Over the last few months there’s been a dramatic turnaround in capital flows to the Eurozone’s periphery, illustrating the success of ECB President Draghi’s rhetorical flourish last summer to do “whatever it takes” to support EMU. Today’s Financial Times carries two articles featuring ING’s number crunching on this topic, including elements of one of my current favourite charts (click here: Eurozone Balance of Payments).

The chart underlines the point that volatile private capital flows are the driving force behind the performance of the euro and the Eurozone financial markets. The other side of the balance of payments, namely the current account, has been improving since 2010, at least in the sense that the deficits of the periphery (Italy, Spain, Portugal, Greece and Ireland) have been declining. The problem is that while this has partly been due to growth in their exports,  it has also been due to falling imports as their domestic demand has plunged. That plunge in turn continues to threaten the periphery’s solvency by undermining their capacity to cut their budget deficits.  

Indeed, that’s precisely why there was an emerging market style capital flight of out of the likes of Italy and Spain in the first few months of last year, as fears of EMU breaking up mounted.
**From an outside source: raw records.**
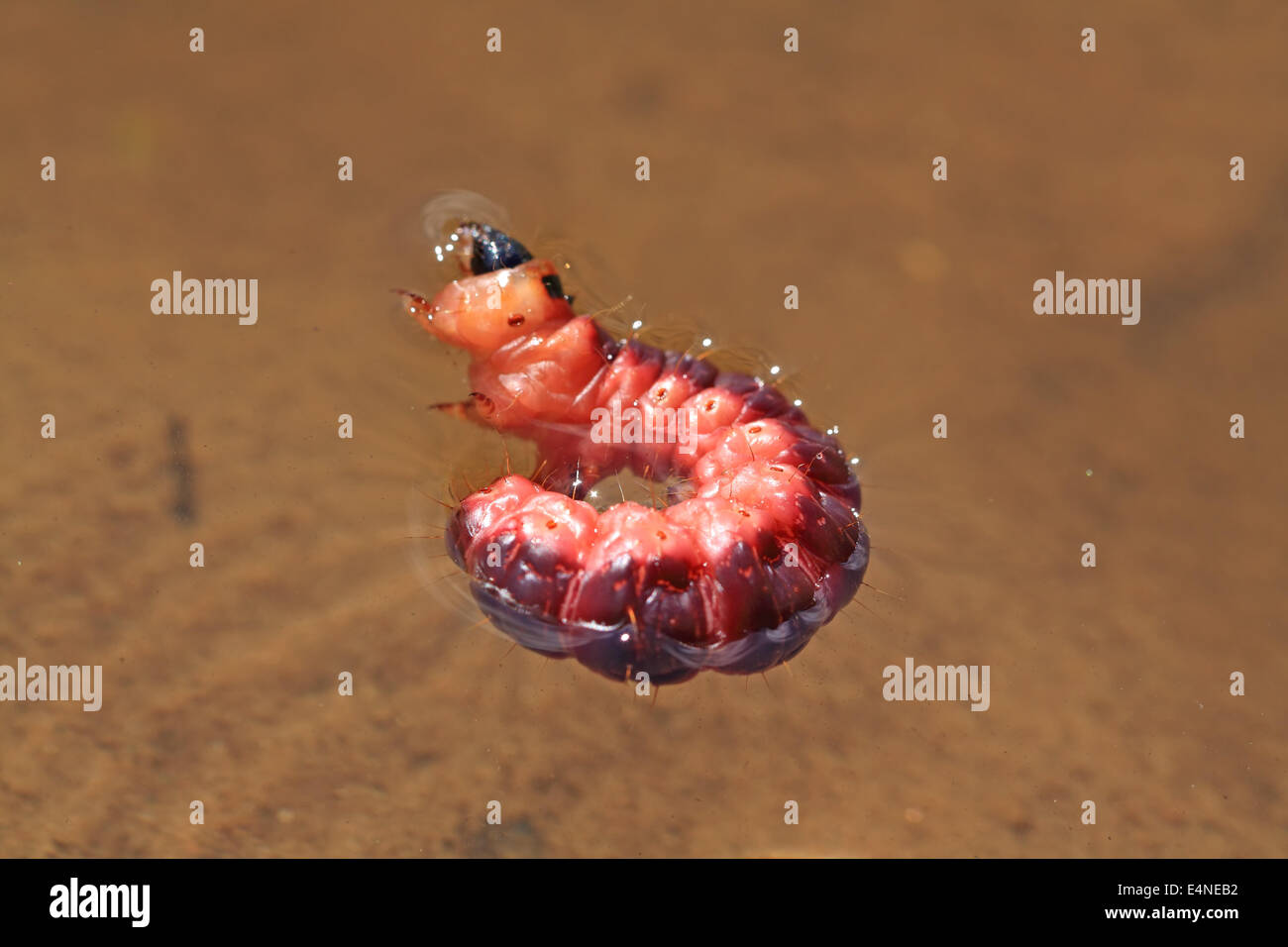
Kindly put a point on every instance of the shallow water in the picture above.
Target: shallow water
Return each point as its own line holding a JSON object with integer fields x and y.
{"x": 1108, "y": 684}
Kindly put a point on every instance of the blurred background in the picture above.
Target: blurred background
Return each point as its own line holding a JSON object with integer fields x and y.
{"x": 768, "y": 169}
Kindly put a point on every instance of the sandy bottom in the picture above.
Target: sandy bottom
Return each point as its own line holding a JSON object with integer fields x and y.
{"x": 1108, "y": 684}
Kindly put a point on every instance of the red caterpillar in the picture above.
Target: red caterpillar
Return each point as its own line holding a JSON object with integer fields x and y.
{"x": 737, "y": 578}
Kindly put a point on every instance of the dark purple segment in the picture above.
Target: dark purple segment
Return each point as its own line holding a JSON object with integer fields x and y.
{"x": 623, "y": 651}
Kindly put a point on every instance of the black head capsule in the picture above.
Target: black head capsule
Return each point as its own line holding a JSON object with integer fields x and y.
{"x": 492, "y": 250}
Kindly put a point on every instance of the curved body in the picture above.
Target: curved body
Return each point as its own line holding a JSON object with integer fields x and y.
{"x": 763, "y": 551}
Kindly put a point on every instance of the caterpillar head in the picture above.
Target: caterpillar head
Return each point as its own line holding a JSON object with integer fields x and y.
{"x": 506, "y": 295}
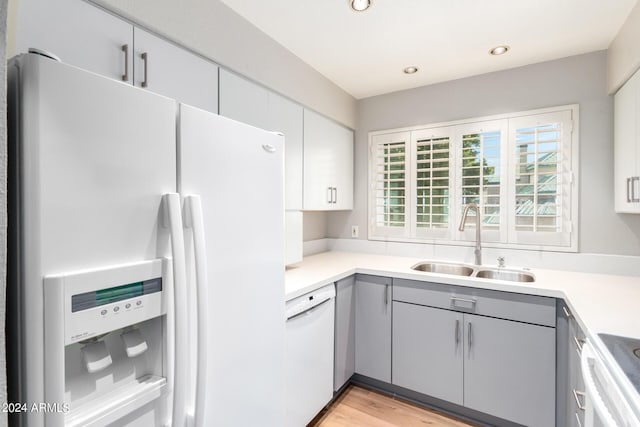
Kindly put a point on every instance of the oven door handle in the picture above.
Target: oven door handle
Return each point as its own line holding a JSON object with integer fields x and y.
{"x": 595, "y": 405}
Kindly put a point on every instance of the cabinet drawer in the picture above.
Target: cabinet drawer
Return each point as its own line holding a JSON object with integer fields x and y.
{"x": 505, "y": 305}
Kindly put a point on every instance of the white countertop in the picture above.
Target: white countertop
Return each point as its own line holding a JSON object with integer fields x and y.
{"x": 602, "y": 303}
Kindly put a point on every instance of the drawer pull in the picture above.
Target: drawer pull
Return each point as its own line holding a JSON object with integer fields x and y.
{"x": 466, "y": 303}
{"x": 577, "y": 395}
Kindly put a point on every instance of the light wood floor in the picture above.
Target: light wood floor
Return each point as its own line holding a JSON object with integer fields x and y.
{"x": 360, "y": 407}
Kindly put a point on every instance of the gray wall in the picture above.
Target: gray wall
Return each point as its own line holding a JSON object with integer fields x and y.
{"x": 580, "y": 79}
{"x": 217, "y": 32}
{"x": 623, "y": 55}
{"x": 3, "y": 204}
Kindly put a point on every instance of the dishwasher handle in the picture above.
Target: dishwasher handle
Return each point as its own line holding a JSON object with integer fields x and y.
{"x": 311, "y": 308}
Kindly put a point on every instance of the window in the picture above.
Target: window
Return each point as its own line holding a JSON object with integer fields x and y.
{"x": 432, "y": 178}
{"x": 389, "y": 183}
{"x": 518, "y": 168}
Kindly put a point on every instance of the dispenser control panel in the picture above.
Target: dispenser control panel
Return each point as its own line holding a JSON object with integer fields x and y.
{"x": 102, "y": 300}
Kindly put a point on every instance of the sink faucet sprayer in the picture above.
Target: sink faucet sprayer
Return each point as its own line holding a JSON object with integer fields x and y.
{"x": 478, "y": 250}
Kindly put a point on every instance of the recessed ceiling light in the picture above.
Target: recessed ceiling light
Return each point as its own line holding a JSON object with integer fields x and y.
{"x": 360, "y": 5}
{"x": 499, "y": 50}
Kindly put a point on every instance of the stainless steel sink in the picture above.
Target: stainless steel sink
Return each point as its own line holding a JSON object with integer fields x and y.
{"x": 443, "y": 268}
{"x": 508, "y": 275}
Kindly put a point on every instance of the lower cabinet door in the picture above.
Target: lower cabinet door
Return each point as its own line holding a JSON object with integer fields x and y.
{"x": 427, "y": 350}
{"x": 509, "y": 370}
{"x": 373, "y": 327}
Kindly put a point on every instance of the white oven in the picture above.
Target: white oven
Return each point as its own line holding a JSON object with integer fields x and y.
{"x": 607, "y": 404}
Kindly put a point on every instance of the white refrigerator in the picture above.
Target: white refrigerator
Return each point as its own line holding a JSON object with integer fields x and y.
{"x": 146, "y": 257}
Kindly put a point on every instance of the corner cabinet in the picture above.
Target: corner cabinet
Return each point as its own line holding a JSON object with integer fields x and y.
{"x": 489, "y": 351}
{"x": 344, "y": 340}
{"x": 328, "y": 164}
{"x": 627, "y": 146}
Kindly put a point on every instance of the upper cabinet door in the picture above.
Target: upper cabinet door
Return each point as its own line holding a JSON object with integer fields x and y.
{"x": 243, "y": 100}
{"x": 250, "y": 103}
{"x": 169, "y": 70}
{"x": 78, "y": 33}
{"x": 328, "y": 164}
{"x": 285, "y": 116}
{"x": 625, "y": 145}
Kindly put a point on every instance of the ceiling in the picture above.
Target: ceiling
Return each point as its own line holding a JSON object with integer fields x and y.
{"x": 364, "y": 53}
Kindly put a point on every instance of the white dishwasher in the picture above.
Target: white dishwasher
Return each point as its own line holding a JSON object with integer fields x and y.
{"x": 309, "y": 355}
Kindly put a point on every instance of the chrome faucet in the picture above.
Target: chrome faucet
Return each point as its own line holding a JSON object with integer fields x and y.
{"x": 478, "y": 250}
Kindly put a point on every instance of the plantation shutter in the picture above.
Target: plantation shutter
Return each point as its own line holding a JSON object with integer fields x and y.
{"x": 389, "y": 185}
{"x": 433, "y": 178}
{"x": 482, "y": 178}
{"x": 541, "y": 179}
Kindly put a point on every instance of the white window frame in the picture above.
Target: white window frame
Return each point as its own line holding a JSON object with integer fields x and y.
{"x": 507, "y": 237}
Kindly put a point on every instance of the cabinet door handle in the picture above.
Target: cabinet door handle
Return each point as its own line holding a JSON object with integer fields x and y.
{"x": 125, "y": 50}
{"x": 386, "y": 294}
{"x": 145, "y": 59}
{"x": 577, "y": 395}
{"x": 579, "y": 343}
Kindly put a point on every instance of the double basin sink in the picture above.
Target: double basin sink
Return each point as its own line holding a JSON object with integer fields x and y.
{"x": 479, "y": 271}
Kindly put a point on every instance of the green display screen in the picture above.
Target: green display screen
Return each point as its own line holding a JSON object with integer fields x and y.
{"x": 105, "y": 296}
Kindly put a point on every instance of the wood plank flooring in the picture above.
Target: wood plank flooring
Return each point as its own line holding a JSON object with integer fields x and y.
{"x": 360, "y": 407}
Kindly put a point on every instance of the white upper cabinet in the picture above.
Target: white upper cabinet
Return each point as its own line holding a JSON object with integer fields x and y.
{"x": 83, "y": 35}
{"x": 627, "y": 146}
{"x": 247, "y": 102}
{"x": 285, "y": 116}
{"x": 169, "y": 70}
{"x": 243, "y": 100}
{"x": 78, "y": 33}
{"x": 328, "y": 164}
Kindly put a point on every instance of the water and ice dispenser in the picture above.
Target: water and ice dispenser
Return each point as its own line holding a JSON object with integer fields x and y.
{"x": 106, "y": 342}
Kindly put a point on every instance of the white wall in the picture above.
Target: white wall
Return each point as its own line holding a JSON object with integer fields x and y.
{"x": 579, "y": 79}
{"x": 623, "y": 56}
{"x": 213, "y": 30}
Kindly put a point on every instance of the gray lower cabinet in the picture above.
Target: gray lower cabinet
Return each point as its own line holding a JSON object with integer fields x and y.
{"x": 489, "y": 351}
{"x": 427, "y": 351}
{"x": 575, "y": 383}
{"x": 345, "y": 329}
{"x": 373, "y": 327}
{"x": 509, "y": 370}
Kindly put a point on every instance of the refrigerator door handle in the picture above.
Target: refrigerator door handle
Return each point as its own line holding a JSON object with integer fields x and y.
{"x": 173, "y": 213}
{"x": 195, "y": 221}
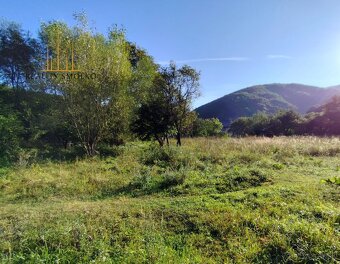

This is vividly illustrated in the chart, which shows an exodus of private capital, equivalent to almost 20% of the periphery’s GDP,  in the first eight months of 2012.  Draghi’s verbal intervention in late July, followed up by September’s offer of “outright monetary transactions” to support the periphery’s government bond markets, came just in time to avert disaster. Since his comments, private capital has been flowing back into the periphery, albeit initially at a slower pace than it left: on our estimates the influx of €92.7bn in the final four months of 2012 was the equivalent of just under 9% of GDP.

The markets’ strong start to this year suggests that Draghi’s confidence trick may be gaining momentum. The trick seems to be working a treat. But unless the markets’ optimism starts to translate into stronger economic activity over the coming months, and politicians use the current breathing space to make progress on banking union and other moves towards integration, the treat may turn sour.